本文以2001年Ms8.1级地震为例,以GPS观测形变为约束,通过有限元数值模拟,解释GPS所观测的震后形变表现出较为奇特的区域特征。用数值模拟结合网格搜索法确定了羌塘块体和柴达木盆地下地壳的粘滞系数分别约为5.0×10~(17)Pa.s,9.0×10~(18)pa.s相差十余倍。正是由于昆仑断裂带南北两侧下地壳粘滞系数的这十余倍的差异引起了断层两侧震后形变格局明显不同,这也可能是羌塘块体和柴达木盆地表现为不同现代地壳运动的直接原因。与此同时,本文还通过数值模拟定性地讨论了断层北侧地表形变在震后短期内转向的现象。我们发现,对于靠近断裂附近的测点上的形变转向也许是粘弹性松弛和孔隙流体调整共同作用的结果,而单独的粘弹性松弛或者孔隙流体调整不能引起这种转向。所以在分析短期震后形变时综合考虑粘弹—松弛介质物性和孔隙流体调整很有必要。
本文探讨了震后不同时间尺度的形变机理问题。研究表明,简单的粘弹介质模型(Maxwell体)不能同时解释震后短期和长期的形变过程,该模型表现出对同一地震同一地区而言,使用震后不同时期内形变资料,将得到不同的介质粘滞性质。本文证明了。以Burgers体为粘弹介质模型可以较好地解决使用Maxwell体等简单的粘弹介质模型所不能解释的震后形变过程随时间变化的问题,即模拟预测表现出来的震后短期和长期形变不协调的现象。

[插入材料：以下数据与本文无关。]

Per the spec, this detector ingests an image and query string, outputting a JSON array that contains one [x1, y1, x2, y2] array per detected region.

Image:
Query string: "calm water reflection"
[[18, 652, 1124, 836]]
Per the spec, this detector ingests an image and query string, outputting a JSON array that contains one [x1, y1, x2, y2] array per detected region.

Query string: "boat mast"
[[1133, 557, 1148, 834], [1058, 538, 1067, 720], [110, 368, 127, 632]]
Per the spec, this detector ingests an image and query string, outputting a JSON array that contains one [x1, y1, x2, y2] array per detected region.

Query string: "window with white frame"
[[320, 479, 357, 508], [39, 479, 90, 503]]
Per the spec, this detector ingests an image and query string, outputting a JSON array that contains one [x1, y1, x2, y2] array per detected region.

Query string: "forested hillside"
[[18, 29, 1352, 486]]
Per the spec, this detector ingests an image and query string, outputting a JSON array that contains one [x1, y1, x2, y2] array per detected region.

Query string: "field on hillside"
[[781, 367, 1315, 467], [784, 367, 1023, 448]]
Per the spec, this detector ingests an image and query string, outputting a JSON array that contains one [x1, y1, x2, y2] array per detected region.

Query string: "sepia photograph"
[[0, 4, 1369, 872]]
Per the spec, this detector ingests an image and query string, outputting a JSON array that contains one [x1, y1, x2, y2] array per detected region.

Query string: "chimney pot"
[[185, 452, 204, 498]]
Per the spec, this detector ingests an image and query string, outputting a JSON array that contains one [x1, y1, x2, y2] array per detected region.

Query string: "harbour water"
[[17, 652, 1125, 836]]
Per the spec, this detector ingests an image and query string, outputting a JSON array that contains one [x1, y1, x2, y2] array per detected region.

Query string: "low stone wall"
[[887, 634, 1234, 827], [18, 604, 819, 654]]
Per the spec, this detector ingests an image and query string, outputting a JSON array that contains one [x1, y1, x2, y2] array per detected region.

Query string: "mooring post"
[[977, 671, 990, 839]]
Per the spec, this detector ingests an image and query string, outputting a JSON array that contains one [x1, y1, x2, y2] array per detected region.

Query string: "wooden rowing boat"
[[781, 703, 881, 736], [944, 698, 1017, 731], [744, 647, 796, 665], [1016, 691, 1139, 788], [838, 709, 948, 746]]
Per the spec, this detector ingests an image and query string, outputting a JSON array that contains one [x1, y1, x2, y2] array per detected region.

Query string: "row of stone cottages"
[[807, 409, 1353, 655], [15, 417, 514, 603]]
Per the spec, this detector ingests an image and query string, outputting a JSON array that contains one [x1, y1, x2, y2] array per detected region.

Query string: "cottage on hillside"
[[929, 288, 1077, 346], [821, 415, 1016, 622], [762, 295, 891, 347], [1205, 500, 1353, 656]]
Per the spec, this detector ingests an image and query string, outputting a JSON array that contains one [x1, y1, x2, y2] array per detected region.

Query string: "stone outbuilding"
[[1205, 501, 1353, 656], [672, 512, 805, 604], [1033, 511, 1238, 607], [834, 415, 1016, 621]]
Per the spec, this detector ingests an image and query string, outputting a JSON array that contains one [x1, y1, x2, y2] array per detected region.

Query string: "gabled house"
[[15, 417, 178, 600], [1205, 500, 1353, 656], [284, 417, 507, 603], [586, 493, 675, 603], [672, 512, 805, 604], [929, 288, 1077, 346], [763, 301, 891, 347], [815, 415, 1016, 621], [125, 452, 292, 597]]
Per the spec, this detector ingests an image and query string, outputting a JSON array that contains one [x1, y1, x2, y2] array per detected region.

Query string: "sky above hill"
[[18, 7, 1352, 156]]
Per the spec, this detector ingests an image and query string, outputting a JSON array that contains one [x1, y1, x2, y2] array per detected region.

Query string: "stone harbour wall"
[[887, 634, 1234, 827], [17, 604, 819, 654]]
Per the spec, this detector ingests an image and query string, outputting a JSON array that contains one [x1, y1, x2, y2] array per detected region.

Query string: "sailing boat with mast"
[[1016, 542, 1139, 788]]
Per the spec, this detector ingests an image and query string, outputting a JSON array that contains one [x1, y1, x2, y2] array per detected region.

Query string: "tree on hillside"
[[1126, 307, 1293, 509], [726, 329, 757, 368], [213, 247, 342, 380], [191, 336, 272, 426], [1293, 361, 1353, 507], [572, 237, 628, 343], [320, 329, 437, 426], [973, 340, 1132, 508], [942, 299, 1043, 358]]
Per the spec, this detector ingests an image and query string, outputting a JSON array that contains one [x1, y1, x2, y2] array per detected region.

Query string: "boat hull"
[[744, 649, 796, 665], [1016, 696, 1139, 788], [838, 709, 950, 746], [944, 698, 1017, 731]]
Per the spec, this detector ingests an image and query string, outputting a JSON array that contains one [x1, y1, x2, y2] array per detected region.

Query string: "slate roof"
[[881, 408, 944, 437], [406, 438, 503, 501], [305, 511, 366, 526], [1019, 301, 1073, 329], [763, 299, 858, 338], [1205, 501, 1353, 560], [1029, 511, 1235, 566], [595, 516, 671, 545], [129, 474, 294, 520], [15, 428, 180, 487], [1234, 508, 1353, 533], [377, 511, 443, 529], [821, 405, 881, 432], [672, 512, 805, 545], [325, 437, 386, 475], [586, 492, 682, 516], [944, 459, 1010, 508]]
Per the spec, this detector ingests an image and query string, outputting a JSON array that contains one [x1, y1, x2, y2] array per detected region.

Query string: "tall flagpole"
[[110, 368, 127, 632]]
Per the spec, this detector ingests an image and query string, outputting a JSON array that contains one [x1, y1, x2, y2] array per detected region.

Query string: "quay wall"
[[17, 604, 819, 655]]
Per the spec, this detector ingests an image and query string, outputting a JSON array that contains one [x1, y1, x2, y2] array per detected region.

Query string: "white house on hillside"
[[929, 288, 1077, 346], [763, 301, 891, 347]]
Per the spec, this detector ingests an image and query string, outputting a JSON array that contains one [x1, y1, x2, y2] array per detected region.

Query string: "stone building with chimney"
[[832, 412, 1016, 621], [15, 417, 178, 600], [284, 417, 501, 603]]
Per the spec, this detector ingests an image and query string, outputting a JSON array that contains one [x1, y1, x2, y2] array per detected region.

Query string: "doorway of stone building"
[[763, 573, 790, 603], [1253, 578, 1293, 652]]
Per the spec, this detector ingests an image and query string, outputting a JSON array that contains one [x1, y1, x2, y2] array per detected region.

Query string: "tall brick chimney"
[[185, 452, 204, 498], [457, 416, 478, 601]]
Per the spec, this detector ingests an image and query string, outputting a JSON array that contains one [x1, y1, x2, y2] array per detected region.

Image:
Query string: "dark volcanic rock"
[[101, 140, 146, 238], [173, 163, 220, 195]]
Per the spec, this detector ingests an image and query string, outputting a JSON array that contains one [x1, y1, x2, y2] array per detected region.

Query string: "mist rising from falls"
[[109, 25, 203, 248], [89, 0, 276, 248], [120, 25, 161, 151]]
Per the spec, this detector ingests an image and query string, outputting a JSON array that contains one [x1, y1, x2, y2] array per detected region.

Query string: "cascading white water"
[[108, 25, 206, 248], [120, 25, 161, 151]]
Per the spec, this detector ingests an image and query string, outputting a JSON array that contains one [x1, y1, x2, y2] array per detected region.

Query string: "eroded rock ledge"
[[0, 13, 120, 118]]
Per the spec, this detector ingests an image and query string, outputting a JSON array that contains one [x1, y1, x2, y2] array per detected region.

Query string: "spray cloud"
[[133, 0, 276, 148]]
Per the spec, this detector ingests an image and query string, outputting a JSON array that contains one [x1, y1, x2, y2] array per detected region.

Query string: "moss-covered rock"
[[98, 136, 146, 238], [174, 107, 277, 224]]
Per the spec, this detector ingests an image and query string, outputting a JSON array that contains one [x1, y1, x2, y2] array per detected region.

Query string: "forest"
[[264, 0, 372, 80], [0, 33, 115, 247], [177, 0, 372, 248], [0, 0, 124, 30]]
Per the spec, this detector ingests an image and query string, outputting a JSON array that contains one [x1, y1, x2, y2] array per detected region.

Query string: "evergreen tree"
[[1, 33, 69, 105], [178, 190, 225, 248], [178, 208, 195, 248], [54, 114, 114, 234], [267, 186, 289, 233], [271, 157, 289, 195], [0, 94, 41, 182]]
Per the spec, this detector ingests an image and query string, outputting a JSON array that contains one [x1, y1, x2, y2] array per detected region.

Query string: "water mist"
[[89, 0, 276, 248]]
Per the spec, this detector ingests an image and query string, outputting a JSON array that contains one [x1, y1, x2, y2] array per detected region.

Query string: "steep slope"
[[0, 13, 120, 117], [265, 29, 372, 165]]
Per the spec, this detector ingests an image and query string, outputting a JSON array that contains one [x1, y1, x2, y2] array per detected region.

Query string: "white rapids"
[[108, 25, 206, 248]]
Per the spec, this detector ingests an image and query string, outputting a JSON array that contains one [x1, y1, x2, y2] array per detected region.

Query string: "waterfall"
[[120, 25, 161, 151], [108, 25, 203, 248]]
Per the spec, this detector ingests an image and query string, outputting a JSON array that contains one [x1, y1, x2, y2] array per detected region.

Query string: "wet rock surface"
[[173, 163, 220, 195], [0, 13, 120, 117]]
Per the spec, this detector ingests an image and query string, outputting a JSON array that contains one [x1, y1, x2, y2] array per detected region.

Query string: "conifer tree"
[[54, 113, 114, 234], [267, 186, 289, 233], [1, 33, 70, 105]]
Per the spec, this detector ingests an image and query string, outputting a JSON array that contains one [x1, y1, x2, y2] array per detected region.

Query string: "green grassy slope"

通过数值模拟分析了1960年Mw9.5级智利地震震后形变过程,较成功地解释了该强烈地震震后短期和长期形变观测数据。
本文的研究表明,以观测地表形变为约束,结合实际地质条件,选取合理的介质物性模型,构建有限元模型的框架,利用有限元数值模拟的方法,研究强地震形变过程和规律,是分析了以介质物性为中心的强地震区域的环境动力学特征的有效方法。
The coseismic and postseismic deformation observed by GPS and InSAR is used as the constraints in displacement of numerical simulation. We can learn more information about the regional geodynamic environment by the calculation and the geological condition and then research the some geological processes, such as, the gestation earthquake and dynamic evolution in crust. In this paper, we get the virtual work equations of FEPG (Finite Element Program Generator) on the base of viscoelastic, poroelastic and poro-viscoelastic constitutive relationship. We calculate the coseismic and postseismic deformation using FEM. We use the GPS data of crust deformation as the constraints and obtain different Fortran programs of different questions by FEPG, and study the role of physical characters in regional geodynamic behavior.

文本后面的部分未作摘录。